E por que será que ele age assim?

– Não sei. Fico encucado também pra onde ele vai e onde deixou os seus testículos e as suas roupas de caubóis. O sujeito é estranho.

Antes de ser engraxate Carlos Alberto de Passos, 56 anos, era Carlinhos Guaraná, o cantor do povão. Fazia shows nos bailes da Sborba, a Sociedade Beneficente dos Operários de Rio Branco e já foi aplaudido na avenida Getúlio Vargas, em cima de caminhão Mercedes-Benz 1313, puxando trio-elétrico do Colégio Barão do Rio Branco ao Formigão. Cantava também MPB e se gaba de ter alegrado muitos bacanas no Paço.

Antes de ser engraxate Carlos Alberto de Passos, 56 anos, era Carlinhos Guaraná, o cantor do povão/Foto: Juan Diaz/ContilNet

Um dia descobriu-se “prostituto musical”. Sentia-se incomodado toda vez que o show terminava. E como na canção ‘Garoto de Aluguel’, do Zé Ramalho, diz que só recebia o dinheiro porque queria viver. – Eu era um prostituto. Um puto musical.

E viver daquele jeito, pelo menos, já não era a sua praia. A essa altura, nem o apelido Guaraná lhe servia mais. Tornou-se evangélico. Virou nova criatura pelo óleo ungido. Prostrou-se em oração a Jesus por um novo emprego. Foi atendido. Vagando pelo Terminal, vendendo quadros do Flamengo e do Corinthians, conheceu a cera. Conseguiu vaga de engraxate na vez do titular da concessão, que adoeceu dos rins e nunca mais voltou. – Ele não morreu, mas só mudou de ofício mesmo, porque Deus não descobre ninguém pra cobrir outro.

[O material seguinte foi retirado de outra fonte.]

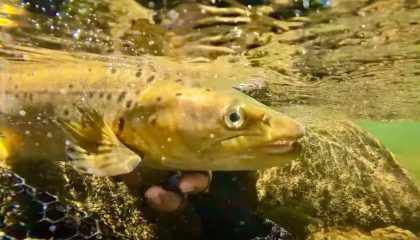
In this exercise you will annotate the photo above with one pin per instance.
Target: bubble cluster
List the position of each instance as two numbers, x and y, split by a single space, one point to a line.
26 212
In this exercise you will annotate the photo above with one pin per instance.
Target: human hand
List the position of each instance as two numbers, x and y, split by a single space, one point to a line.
163 200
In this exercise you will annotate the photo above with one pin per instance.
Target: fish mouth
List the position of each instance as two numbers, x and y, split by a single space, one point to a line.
281 146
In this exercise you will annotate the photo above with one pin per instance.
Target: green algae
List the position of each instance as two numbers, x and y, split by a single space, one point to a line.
402 138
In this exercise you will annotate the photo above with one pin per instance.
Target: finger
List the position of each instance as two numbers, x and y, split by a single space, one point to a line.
194 182
162 200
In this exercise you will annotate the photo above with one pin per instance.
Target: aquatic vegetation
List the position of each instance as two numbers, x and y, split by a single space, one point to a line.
317 64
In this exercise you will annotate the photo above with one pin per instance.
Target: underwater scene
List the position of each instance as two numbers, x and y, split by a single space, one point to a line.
210 119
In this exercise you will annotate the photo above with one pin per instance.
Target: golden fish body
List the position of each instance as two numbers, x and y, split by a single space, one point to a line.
117 112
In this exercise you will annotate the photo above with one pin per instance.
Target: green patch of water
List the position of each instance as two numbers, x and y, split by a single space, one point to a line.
402 138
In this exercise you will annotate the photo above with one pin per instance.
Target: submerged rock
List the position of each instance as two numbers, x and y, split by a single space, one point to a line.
344 177
388 233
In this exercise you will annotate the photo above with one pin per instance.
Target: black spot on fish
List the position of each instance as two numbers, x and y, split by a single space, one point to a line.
151 78
152 120
122 96
70 149
121 124
128 104
138 73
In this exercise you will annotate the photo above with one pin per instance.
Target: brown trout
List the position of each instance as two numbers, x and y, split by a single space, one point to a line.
120 112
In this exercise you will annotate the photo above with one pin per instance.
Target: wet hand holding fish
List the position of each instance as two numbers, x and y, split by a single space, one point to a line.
118 113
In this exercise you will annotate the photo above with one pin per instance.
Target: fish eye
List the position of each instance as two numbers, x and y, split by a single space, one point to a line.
234 117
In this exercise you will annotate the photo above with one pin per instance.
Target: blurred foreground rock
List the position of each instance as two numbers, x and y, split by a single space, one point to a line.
388 233
344 177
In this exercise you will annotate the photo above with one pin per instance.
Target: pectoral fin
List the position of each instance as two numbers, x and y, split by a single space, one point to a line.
93 147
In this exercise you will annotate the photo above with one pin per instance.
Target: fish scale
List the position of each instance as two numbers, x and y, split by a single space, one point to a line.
117 111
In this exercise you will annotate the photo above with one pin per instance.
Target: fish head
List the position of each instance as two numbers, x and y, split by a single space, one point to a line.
196 128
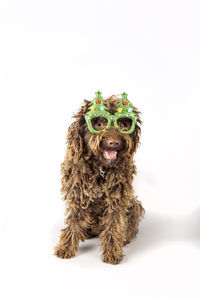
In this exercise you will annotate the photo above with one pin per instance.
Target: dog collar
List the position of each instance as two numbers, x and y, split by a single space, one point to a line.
98 108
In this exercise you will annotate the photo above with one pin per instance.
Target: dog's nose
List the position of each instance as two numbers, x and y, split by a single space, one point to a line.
113 142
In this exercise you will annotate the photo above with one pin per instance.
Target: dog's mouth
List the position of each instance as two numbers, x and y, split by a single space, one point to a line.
109 154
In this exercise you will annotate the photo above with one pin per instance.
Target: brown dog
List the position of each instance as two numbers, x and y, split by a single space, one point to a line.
97 176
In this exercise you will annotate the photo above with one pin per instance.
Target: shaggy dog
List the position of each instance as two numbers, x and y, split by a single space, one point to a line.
97 175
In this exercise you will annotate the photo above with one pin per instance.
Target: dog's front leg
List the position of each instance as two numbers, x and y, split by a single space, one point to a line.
113 235
77 225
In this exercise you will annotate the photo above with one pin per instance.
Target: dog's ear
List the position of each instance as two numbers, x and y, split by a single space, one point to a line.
75 135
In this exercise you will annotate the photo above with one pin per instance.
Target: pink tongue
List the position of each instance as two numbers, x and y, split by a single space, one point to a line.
110 154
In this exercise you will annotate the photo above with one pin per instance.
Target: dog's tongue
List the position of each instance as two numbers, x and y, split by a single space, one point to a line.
110 154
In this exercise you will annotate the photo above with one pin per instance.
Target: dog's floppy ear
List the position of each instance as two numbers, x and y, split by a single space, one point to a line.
75 135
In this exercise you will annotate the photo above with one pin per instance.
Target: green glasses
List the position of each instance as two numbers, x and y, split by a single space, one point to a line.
98 117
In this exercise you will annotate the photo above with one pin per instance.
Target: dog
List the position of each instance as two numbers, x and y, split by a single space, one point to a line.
97 175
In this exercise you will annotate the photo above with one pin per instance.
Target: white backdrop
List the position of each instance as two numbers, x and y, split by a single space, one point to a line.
53 54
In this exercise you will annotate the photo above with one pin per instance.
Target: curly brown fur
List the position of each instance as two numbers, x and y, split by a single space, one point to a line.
99 204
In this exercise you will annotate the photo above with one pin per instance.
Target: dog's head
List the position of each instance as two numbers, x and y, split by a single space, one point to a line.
109 135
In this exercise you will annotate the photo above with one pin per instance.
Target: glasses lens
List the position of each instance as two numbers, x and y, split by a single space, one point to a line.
124 124
99 123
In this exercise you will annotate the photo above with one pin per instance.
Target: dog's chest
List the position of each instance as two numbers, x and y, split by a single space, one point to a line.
97 192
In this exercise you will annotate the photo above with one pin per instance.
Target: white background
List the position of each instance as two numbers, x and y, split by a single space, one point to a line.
53 54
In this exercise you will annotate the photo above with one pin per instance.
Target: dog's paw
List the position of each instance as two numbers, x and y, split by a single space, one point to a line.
64 253
112 259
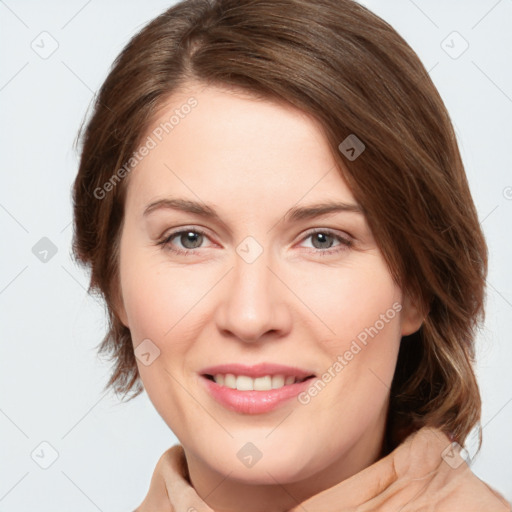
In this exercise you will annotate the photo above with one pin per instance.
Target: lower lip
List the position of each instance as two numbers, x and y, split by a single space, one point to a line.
254 402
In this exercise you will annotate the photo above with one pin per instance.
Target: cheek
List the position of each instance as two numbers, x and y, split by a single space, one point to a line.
347 300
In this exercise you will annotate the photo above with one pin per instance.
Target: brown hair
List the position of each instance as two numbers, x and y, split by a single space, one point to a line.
351 71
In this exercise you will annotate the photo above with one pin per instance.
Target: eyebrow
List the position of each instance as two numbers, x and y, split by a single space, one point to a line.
294 214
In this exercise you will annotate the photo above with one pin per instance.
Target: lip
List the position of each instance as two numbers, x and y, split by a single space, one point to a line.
254 402
258 370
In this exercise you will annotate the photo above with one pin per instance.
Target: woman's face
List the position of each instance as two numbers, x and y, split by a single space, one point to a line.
264 281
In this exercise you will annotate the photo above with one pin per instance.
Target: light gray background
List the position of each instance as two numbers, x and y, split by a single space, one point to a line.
51 379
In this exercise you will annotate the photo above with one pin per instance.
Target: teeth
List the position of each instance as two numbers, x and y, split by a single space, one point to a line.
246 383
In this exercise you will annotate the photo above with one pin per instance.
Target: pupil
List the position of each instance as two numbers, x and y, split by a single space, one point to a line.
186 238
323 236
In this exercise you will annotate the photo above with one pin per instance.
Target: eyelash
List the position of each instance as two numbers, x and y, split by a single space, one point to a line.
345 243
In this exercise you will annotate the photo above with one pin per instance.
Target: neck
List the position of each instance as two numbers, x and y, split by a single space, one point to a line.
225 494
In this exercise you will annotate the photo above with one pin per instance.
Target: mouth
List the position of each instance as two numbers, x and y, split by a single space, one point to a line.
254 389
248 383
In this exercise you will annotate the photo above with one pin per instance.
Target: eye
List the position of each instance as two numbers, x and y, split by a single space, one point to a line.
322 240
192 238
189 238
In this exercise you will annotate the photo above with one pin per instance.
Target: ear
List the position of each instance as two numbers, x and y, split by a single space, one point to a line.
412 316
119 308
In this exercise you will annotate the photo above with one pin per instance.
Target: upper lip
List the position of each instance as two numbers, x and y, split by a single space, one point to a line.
258 370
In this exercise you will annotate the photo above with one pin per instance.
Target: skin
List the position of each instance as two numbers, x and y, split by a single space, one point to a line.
299 303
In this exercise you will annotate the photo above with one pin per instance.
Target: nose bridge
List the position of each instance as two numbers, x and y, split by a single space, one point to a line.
252 303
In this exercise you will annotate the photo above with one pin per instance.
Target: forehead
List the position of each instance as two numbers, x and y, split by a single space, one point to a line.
226 146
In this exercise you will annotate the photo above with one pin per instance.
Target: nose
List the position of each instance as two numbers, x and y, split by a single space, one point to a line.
253 305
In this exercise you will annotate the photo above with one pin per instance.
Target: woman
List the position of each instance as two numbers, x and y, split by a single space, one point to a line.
272 202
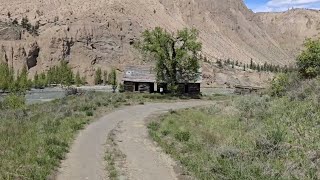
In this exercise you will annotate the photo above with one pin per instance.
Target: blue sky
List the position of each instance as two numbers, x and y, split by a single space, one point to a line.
281 5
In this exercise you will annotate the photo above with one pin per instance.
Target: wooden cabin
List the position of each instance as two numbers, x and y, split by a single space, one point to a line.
139 79
143 79
244 90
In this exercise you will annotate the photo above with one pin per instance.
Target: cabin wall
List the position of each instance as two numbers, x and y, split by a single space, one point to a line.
138 87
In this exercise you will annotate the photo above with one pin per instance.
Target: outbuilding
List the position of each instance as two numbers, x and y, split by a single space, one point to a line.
143 79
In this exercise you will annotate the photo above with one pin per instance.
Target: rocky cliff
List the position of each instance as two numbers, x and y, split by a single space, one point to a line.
101 33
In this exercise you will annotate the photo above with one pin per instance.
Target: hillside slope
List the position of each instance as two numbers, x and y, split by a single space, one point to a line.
99 33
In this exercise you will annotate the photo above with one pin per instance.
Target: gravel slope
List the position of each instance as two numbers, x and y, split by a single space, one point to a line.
86 158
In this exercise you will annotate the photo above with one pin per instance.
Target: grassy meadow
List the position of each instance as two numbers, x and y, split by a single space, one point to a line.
35 138
250 137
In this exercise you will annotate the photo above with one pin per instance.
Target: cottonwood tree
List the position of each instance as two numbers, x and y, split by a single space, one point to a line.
177 56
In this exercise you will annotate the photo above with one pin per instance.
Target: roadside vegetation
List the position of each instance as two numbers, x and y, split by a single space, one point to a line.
35 138
272 136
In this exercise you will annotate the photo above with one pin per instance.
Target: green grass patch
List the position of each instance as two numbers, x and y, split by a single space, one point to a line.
247 138
34 139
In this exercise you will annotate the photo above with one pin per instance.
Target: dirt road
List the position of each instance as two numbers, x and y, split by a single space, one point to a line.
86 158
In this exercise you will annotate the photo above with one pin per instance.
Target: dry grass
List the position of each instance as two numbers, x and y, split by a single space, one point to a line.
251 138
34 139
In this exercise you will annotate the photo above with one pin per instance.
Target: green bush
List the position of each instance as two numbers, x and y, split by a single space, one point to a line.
121 88
279 85
154 126
89 113
13 101
182 136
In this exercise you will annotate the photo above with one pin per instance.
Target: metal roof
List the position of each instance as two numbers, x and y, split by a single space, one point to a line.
145 74
139 74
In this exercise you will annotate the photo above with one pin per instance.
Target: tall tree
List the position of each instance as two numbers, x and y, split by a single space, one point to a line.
78 80
177 56
105 77
98 77
4 76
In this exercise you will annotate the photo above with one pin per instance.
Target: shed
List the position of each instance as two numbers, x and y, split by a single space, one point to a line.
143 79
243 90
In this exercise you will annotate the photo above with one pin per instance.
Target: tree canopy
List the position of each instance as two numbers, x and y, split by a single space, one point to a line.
177 55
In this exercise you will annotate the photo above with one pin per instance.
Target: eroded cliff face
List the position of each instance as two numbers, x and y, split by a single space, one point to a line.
99 33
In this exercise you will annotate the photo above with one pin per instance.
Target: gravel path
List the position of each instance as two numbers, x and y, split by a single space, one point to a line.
86 158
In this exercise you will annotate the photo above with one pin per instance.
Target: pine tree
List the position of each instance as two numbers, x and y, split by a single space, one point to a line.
23 80
113 79
36 83
4 76
105 77
78 80
98 77
25 23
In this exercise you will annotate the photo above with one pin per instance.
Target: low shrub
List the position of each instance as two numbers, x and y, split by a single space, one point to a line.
182 136
13 101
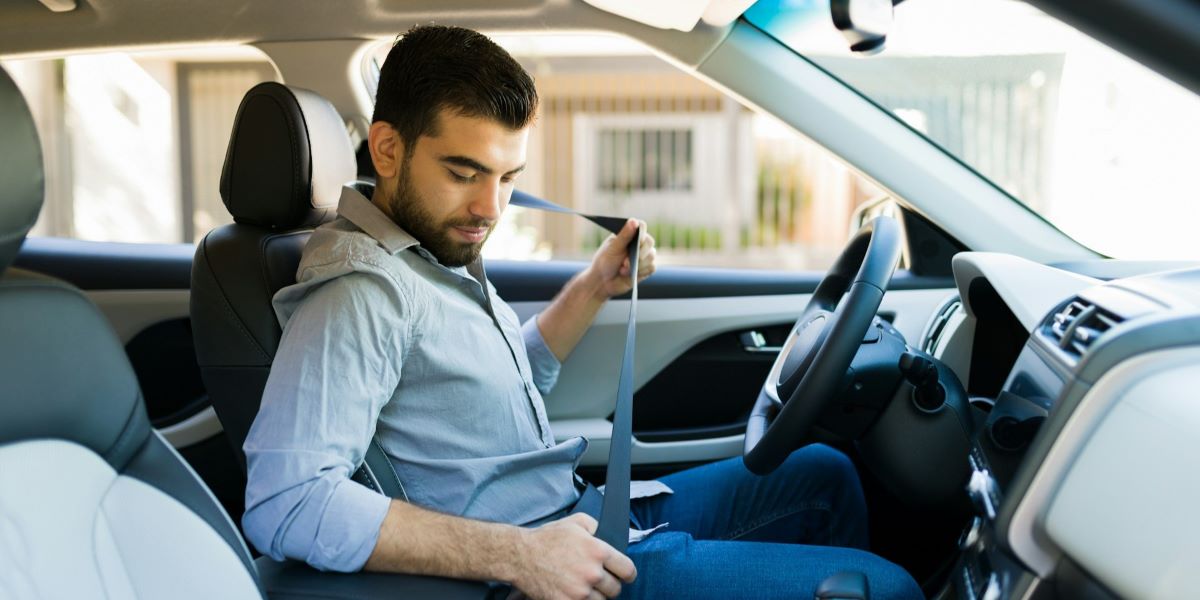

Desde que chegou de Maceió, em 2000, guarda o que sobrou de uma camisa-souvenir que trouxe consigo/Foto: Juan Diaz/ContilNet

Hoje, só curte Gospel nos cultos da Igreja Assembleia de Deus. A saudade da vida de outrora, não tem, exceto a de que levava nas Alagoas, antes da família entrar em contenda de morte com outra.

Desde que chegou de Maceió, em 2000, guarda o que sobrou de uma camisa-souvenir que trouxe consigo, enaltecendo as praias e os forrós da gente bonita de sua terra-natal. O ranço dos duelos entre famílias, que teima em mostrar em pleno século 21 quem é mais forte que o outro na bala ou na faca, o trouxe para o Acre. Se permanecesse lá, seria mais um na história dos Passos a matar ou ser morto.

Desde que chegou de Maceió, em 2000, guarda o que sobrou de uma camisa-souvenir que trouxe consigo/Foto: Juan Diaz/ContilNet

E o antropólogo da vida resume toda essa insanidade com a seguinte frase:

– A cultura do nordeste é a do Lampião, que levou para a sepultura o ódio da vingança, mas deixou um pouco nesta face da terra. É o que acontece com a minha família.

Ele crê, no entanto, que as novas gerações vão pôr um fim à ira sem motivo que teima em persistir no agreste. Espera que isso aconteça num dia em que ele ainda esteja vivo. Nem que seja muito velho, pra voltar e sentar, dessa vez, não mais num banco de engraxar sapato, mas numa cadeira de balanço, à porta do casebre e dizer:

– Daqui fui embora e pra cá voltei. E já não observo mais ninguém. Agora, meus olhos são só desse sertão querido.